The years in which Aurelio Bacciarini was parish priest at Trionfale were short but rich in apostolate.
He was endowed with fortitude and patience, for a valid "street ministry"
by Gabriele Cantaluppi
MMany aptitudes, acquired during childhood, structure a person's character throughout their life and, supported by the grace of God, make them persevere in the practice of good. Among them there is fortitude, one of the four cardinal virtues which - Pope Francis recalled in one of his first catecheses - enriches the world of "simple people, who live an ordinary life with extraordinary love, performing heroic daily gestures in silence small and large difficulties of existence" (23 June 2013).
Fortitude was the virtue that Monsignor Aurelio Bacciarini, since childhood and youth, practiced in a gym of sacrifice, which then made him the "Job of the episcopate", as Pope Pius XI defined him. His parish priest Don Pietro Vaghetti instead called him "the son of Providence", so numerous were the signs of protection from the Lord. Fraught with difficulties, but also rich in help, his path towards the priesthood had been, longed for since as a child, despite the extreme poverty of the family that had given him birth on 8 November 1873, the seventh of eight children, in Lavertezzo, in the Canton of Ticino in Switzerland.
Two imprints, those of fortitude and trust, which will accompany the entire ministry of Don Aurelio. Having experienced poverty firsthand, he could well understand the poverty of the Trionfale neighborhood, where his Roman parish was located, then on the extreme outskirts of the city. There was material poverty, but it was aggravated even more by spiritual poverty. He was appointed the first parish priest in 1912 and remained there until the death of Don Guanella in October 1915.
At that time the wounds opened in Rome by the Italian Risorgimento had not yet healed. Indeed, anti-clerical opposition had intensified, often involving physical violence. The Trionfale area was also favorable ground for the Protestant sects, with the economic possibilities with which they favored their followers. Furthermore, the parish also embraced the area of Valle Aurelia, a village of bakers, among the first in Rome to have a union, strongly influenced by radical socialism.
The population of the parish, initially made up of the white-collar class, subsequently saw the arrival of a population dedicated to labourers, who, in the absence of an urban plan, lived in inhumane conditions.
Don Aurelio had learned from the parish priest of his childhood that "street ministry" that made him write: «Here the good must be done more outside the church than in the church». Certainly the Christian community of his small Swiss village was not that of Rome, but even there in the mountains the pastoral ministry required attention to the families, who were often left without their most capable hands because they had emigrated elsewhere in search of fortune, or were absent for long months on the mountain pastures. . Then the parish priest had to experience what Cardinal Ildefonso Schuster would say, years later, returning from pastoral visits to the most remote villages of the Milanese diocese: «For the pastoral ministry in the parish it is also necessary to have good legs».
The proverbial Roman apathy further aggravated the burden of pastoral work in the parish of San Giuseppe al Trionfale: «Is there a shelter for an old man, for a sick person? – it is always Bacciarini who writes – you have to climb the stairs of a building at least a dozen times. The same thing is renewed for marriages, for subsidies, for all other acts of the ministry."

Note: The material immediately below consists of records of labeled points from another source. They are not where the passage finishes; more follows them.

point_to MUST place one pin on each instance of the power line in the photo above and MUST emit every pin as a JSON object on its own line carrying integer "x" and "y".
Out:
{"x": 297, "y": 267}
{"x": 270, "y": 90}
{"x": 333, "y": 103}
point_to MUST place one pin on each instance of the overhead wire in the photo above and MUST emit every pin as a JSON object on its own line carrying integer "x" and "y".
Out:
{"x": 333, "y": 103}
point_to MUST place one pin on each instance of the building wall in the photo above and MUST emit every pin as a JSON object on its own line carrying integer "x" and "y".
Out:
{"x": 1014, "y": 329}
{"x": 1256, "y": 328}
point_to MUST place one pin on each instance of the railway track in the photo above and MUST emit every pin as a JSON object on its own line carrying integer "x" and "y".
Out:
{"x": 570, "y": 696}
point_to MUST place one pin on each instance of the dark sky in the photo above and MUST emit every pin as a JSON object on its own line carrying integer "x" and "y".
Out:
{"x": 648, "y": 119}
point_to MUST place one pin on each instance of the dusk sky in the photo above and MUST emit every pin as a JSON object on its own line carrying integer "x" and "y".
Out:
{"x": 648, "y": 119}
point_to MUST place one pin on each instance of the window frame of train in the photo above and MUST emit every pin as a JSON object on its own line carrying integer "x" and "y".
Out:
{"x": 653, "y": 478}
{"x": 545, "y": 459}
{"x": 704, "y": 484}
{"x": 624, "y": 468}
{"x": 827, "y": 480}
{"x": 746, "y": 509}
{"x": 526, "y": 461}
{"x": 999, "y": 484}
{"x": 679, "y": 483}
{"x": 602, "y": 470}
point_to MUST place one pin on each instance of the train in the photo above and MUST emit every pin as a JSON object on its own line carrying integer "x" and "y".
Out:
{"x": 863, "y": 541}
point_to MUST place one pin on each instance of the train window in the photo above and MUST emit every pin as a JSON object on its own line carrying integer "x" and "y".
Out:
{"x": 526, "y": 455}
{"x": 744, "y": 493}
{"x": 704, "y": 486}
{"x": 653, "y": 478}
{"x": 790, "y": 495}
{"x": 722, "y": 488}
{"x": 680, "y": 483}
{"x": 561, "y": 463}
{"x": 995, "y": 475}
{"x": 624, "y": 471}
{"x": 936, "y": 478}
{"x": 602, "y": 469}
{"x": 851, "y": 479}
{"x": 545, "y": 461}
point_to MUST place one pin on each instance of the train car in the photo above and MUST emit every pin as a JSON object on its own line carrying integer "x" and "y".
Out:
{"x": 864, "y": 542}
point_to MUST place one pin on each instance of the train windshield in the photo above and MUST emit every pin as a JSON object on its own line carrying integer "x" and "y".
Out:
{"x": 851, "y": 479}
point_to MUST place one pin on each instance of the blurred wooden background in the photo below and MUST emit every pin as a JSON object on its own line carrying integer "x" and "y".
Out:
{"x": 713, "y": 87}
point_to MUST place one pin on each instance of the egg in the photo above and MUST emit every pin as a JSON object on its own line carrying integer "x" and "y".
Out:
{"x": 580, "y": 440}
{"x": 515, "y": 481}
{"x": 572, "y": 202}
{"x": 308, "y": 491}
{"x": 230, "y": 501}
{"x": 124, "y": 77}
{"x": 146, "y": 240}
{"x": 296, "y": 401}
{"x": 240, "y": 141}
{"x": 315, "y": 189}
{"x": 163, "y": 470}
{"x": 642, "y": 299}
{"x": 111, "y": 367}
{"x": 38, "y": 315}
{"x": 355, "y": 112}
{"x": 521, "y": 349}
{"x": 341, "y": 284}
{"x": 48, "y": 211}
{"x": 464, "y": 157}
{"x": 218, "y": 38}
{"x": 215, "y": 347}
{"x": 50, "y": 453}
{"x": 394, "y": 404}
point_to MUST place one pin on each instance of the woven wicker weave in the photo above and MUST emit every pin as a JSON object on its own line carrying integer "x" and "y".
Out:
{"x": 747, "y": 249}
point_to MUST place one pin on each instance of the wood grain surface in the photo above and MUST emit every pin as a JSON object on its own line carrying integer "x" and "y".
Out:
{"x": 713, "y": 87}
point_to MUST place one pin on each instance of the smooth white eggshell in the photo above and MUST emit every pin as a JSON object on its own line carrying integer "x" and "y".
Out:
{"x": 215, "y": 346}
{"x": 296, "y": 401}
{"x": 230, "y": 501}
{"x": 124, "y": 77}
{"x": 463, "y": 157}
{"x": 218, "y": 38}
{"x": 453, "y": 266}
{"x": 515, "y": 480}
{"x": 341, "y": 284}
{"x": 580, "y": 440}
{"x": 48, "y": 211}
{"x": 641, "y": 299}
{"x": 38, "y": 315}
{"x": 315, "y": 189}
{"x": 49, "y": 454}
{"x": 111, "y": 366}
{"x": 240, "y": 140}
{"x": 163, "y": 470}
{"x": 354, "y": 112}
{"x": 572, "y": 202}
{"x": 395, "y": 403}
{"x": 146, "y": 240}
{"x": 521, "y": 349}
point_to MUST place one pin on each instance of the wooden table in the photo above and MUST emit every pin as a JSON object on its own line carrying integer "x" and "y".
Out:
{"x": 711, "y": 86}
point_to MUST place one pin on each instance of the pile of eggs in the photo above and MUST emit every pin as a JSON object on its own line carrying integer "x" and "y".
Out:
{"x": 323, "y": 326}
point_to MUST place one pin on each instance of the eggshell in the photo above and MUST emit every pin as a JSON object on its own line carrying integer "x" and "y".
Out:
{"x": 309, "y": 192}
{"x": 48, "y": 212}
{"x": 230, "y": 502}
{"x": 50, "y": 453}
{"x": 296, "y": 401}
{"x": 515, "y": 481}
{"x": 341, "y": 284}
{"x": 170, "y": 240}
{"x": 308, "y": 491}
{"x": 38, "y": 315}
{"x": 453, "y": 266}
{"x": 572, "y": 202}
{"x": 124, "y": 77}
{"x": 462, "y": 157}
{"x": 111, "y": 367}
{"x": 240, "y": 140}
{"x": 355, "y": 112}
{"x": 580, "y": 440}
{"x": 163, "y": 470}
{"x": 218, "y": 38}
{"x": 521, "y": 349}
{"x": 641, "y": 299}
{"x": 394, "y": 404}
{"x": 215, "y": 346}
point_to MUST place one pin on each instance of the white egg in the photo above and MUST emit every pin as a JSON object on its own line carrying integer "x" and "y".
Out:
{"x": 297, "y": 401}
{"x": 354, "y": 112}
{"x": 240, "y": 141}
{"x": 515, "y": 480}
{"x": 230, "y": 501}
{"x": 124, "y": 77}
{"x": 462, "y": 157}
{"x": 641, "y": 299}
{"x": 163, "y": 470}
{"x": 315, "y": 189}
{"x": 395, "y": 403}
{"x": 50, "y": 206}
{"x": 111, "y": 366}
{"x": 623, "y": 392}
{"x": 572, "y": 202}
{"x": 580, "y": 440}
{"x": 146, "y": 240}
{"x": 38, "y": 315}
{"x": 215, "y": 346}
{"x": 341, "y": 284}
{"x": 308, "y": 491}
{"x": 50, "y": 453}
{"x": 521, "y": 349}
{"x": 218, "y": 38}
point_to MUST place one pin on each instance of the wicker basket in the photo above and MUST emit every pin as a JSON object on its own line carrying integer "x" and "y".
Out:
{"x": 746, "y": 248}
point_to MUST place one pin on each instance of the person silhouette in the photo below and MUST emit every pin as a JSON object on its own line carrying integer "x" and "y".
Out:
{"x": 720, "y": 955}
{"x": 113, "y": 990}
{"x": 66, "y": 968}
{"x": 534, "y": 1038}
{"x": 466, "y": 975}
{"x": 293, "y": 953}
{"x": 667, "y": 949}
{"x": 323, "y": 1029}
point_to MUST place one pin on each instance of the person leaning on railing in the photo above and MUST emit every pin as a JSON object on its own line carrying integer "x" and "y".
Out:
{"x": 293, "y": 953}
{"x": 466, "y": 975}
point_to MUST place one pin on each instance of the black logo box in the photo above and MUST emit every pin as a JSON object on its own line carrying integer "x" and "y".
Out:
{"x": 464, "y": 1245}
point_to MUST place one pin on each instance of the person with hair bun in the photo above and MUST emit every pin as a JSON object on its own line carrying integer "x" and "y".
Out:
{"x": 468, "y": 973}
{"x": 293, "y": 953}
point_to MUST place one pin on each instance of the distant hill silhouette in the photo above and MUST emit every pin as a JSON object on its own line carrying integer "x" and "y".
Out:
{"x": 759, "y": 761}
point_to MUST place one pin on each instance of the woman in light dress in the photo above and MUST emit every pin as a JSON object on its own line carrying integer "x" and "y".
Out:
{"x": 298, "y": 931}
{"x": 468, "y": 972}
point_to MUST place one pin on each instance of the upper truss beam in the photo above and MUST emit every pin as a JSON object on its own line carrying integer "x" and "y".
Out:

Although busy on the material assistance front, Don Aurelio had learned the priority of the pastoral ministry for the priest. In fact he never missed his presence in the confessional, at the bedside of the sick, especially if they were dying. His preaching, until the last period of his life, was always carefully prepared and written; he wanted it "short and simple like the Gospel, but as frequent as possible, full of examples and similes". He remembers that one Sunday, after preaching numerous times to different groups, in the evening he was completely voiceless.
In such a large parish, Don Bacciarini understood the importance of having valid collaborators who supported pastoral care in the various sectors of daily life. He therefore had at heart the formation of associations that would involve the greatest number of parishioners in evangelical testimony in their own environment. He followed them personally, with training meetings; they counted up to seventeen. He always privileged that of "Catholic men" and that of young people, convinced that youth should be cared for, because he "holds in his hands the future of the faith among us".
A completely new initiative was the so-called "Gold Star", which had the purpose of providing first aid and transporting seriously ill patients to hospital, especially in the event of accidents. He provided her with a stretcher and employed a doctor to hold an instruction course on how to treat the sick, because "charity must be done well".
Certainly Monsignor Bacciarini was a child of his time in his underlying motivations and in his life choices, but over everything the supernatural fortitude that drew on the Heart of Jesus, to which his last thoughts went on his deathbed, prevailed in him. A few minutes before closing his eyes to this world, he signed the parchment with the act of consecration of the Canton of Ticino to the Sacred Heart, placing his name between two crosses.